Birds of Nebraska: Newspaper Accounts, 1854-1923

Editor [possibly Miles Greenleaf]. July 14, 1918. Omaha Sunday World-Herald 53(41): 4-E. A bird editorial.

Spreading the Gospel.

THere can be no doubt that most thinking people are now fully convinced that the birds must live if we intend to, and that the Almighty placed these beautiful creatures upon this globe for a purpose so important that exaggeration is well nigh impossible.

Especially in war time, when we are urged to conserve every kernel of grain and every pound of vegetable food, should we take to heart the government's assurance that the birds are our best protection against the ravages of noxious insects, worms and rodents - all of which are constantly foraged upon by different classes of these winged experts.

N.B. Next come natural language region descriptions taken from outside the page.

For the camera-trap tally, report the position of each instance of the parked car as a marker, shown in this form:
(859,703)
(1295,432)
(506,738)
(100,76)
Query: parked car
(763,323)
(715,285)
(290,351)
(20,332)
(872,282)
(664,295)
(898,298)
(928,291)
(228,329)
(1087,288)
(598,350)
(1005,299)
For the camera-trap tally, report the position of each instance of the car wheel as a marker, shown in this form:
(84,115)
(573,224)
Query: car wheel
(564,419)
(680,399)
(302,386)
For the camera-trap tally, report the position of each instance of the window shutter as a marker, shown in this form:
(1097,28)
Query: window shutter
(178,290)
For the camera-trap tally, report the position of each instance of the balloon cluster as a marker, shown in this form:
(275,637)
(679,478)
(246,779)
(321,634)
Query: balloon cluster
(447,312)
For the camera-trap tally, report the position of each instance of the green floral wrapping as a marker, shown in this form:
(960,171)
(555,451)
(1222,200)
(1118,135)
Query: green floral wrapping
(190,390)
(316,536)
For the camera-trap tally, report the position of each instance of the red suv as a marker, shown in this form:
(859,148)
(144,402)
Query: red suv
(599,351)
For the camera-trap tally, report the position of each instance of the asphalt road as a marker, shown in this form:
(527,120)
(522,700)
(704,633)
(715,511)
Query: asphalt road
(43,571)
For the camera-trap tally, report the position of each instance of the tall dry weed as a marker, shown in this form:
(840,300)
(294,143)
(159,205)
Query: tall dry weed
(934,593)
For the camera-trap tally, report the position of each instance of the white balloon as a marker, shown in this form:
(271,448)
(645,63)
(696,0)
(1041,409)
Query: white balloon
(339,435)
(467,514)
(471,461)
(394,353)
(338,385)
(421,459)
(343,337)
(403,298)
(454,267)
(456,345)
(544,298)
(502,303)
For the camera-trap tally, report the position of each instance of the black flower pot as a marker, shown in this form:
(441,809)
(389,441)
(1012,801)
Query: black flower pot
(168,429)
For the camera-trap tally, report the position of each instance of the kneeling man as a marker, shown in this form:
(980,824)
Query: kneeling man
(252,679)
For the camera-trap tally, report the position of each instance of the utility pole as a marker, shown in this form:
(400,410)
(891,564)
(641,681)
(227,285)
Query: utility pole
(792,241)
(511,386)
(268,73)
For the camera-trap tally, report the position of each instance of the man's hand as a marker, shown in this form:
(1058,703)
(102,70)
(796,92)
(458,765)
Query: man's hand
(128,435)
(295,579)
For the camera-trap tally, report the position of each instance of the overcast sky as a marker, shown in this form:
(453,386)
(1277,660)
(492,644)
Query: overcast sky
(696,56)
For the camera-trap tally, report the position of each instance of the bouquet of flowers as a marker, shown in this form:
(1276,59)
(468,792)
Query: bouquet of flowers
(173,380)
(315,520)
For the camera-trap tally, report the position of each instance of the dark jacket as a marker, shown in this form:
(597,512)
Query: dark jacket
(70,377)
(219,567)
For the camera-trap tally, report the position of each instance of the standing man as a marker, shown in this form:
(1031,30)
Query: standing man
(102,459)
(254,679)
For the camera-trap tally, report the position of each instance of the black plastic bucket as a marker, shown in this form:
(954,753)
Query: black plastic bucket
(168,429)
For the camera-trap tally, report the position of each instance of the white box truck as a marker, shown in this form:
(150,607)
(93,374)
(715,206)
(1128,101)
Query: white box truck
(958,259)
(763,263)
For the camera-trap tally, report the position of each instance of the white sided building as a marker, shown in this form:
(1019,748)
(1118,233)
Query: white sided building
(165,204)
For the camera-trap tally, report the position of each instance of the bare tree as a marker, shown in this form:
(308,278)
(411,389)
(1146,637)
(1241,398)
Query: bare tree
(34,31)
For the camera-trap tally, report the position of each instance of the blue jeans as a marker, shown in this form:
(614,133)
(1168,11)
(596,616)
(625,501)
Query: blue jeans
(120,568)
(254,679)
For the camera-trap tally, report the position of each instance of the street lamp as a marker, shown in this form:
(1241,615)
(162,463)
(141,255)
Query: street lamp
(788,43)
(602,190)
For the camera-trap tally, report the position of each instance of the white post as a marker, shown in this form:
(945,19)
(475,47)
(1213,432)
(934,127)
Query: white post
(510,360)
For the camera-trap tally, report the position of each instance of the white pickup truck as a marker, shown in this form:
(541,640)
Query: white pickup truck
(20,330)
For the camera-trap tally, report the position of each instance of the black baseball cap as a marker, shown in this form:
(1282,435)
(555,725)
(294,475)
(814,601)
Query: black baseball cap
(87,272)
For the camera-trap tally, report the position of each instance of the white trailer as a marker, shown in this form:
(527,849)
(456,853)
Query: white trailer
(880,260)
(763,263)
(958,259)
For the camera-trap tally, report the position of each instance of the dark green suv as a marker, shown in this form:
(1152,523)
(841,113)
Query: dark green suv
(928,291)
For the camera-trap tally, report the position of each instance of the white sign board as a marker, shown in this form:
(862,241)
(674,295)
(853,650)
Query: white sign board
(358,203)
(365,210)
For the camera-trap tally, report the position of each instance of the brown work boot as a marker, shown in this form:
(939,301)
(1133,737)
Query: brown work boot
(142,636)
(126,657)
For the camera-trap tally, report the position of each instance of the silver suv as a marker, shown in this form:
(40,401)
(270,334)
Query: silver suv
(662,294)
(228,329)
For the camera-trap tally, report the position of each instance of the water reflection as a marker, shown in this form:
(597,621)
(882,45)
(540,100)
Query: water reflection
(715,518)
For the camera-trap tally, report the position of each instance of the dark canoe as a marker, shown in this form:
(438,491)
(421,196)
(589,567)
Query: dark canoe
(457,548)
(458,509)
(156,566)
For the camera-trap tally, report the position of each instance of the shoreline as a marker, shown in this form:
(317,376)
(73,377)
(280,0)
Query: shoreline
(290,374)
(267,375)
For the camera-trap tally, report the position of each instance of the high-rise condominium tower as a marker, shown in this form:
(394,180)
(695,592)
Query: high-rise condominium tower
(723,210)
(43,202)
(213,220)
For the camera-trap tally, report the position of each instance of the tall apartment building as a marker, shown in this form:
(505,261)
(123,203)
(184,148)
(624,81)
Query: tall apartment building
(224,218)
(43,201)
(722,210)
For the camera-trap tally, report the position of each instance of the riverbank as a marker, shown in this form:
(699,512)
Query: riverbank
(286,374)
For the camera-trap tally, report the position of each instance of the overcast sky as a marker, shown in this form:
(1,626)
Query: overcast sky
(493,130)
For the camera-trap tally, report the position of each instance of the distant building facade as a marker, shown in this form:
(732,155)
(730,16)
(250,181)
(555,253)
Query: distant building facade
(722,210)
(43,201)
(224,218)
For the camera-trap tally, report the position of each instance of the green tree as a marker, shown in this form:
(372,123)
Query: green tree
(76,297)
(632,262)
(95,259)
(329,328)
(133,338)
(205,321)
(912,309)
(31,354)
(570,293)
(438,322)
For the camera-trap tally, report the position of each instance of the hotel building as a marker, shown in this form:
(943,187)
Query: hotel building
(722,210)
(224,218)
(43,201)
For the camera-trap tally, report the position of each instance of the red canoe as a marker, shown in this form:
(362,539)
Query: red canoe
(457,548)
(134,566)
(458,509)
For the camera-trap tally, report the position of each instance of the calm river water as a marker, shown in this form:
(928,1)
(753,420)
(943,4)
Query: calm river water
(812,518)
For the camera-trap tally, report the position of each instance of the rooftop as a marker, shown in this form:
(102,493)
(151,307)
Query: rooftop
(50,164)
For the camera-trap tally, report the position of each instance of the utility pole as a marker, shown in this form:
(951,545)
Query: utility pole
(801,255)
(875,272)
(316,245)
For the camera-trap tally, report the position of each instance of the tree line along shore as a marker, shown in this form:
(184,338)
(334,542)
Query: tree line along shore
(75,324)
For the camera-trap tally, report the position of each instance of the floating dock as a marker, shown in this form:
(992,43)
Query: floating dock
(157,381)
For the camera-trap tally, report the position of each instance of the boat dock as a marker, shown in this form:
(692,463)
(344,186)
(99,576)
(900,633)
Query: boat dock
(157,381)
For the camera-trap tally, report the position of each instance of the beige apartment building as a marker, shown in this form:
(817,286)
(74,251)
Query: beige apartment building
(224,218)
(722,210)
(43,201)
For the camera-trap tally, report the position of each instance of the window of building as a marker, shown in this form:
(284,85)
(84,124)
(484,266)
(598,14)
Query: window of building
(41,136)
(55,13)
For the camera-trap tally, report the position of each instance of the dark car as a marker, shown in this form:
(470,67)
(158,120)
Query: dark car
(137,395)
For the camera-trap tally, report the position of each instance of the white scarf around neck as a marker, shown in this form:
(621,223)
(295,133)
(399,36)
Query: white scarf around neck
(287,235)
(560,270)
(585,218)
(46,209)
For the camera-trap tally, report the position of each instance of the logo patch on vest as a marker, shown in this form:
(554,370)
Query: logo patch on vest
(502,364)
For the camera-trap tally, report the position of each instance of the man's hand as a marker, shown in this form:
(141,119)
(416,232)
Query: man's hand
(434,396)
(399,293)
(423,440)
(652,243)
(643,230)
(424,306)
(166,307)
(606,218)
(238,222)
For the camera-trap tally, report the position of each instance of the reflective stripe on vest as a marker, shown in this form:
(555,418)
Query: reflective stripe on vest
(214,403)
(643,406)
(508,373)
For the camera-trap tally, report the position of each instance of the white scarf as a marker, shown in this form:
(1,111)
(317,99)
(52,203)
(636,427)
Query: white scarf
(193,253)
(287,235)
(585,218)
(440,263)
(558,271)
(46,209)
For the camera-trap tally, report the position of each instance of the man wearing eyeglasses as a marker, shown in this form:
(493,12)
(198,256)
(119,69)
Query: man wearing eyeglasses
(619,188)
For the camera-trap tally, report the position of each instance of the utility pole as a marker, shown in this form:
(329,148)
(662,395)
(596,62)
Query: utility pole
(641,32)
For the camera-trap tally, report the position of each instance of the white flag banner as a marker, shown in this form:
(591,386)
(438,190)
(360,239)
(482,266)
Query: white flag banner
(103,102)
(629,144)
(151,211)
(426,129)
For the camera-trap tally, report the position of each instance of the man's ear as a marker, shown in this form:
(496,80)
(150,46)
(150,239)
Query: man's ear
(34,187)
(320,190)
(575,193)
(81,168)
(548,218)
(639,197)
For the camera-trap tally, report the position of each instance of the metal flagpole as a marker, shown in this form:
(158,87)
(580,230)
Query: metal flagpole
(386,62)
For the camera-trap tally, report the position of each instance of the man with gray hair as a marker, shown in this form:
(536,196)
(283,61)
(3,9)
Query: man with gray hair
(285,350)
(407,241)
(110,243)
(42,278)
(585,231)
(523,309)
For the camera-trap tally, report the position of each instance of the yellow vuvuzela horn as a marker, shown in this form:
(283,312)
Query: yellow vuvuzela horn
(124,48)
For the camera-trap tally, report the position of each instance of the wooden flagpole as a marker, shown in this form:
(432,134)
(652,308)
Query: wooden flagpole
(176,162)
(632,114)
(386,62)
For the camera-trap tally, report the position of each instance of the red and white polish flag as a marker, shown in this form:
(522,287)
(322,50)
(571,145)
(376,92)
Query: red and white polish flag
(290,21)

Apparently some misguided folks in Cass county have been revenging themselves upon Robins for taking their cherries, overlooking the fact that if it were not for these same robins and other birds, there would be no cherries to take.

L.J. Mayfield, editor of the Louisville Weekly Courier, of that county, calls attention to this depredation, and bases his argument more upon the humane foundation, in which he is correct. it certainly requires a heart of Bessemer steel to deliberately murder a robin, who is as cheerful and companionable and friendly as the household dog. Mr. Mayfield says, in his newspaper:

"Reports reach us that there are people in Louisville who make practice of shooting robins. They give, as their excuse, that the robins eat their cherries. We cannot imagine a person in this day of bird study, when all children are taught in school to protect the birds, and to feed them, and put up houses for them and to study their habits, who would take deliberate aim at one of the best loved birds, because they happened to eat a few cherries.

"Enlightened people now feel honored when a robin family condescends to make their home on the premises, and are willing to divide their fruit with them. It is also against the law to shoot a robin, and anyone seen shooting one is liable to be prosecuted. More than one nest full of young robins around here have died of starvation because their industrious parents were caught in some man's cherry tree. Let the birds live! Have a heart!

Audubon, in his honored grave, may take great satisfaction in the fact that there are very few instances of bird murder nowadays as compared with the times in which he lived and studied. In the country and in big cities such as Omaha the songsters are comparatively safe, even against thoughtless youth, for the slingshot and the air rifle in but rare instances are aimed at these friends of humankind. Nests are no longer disturbed and, on the contrary, the youngsters devote a goodly share of their leisure hours to the job of helping the birds in their career.

The cherry-raisers of Louisville should listen to Editor Mayfield, for they are way behind the times.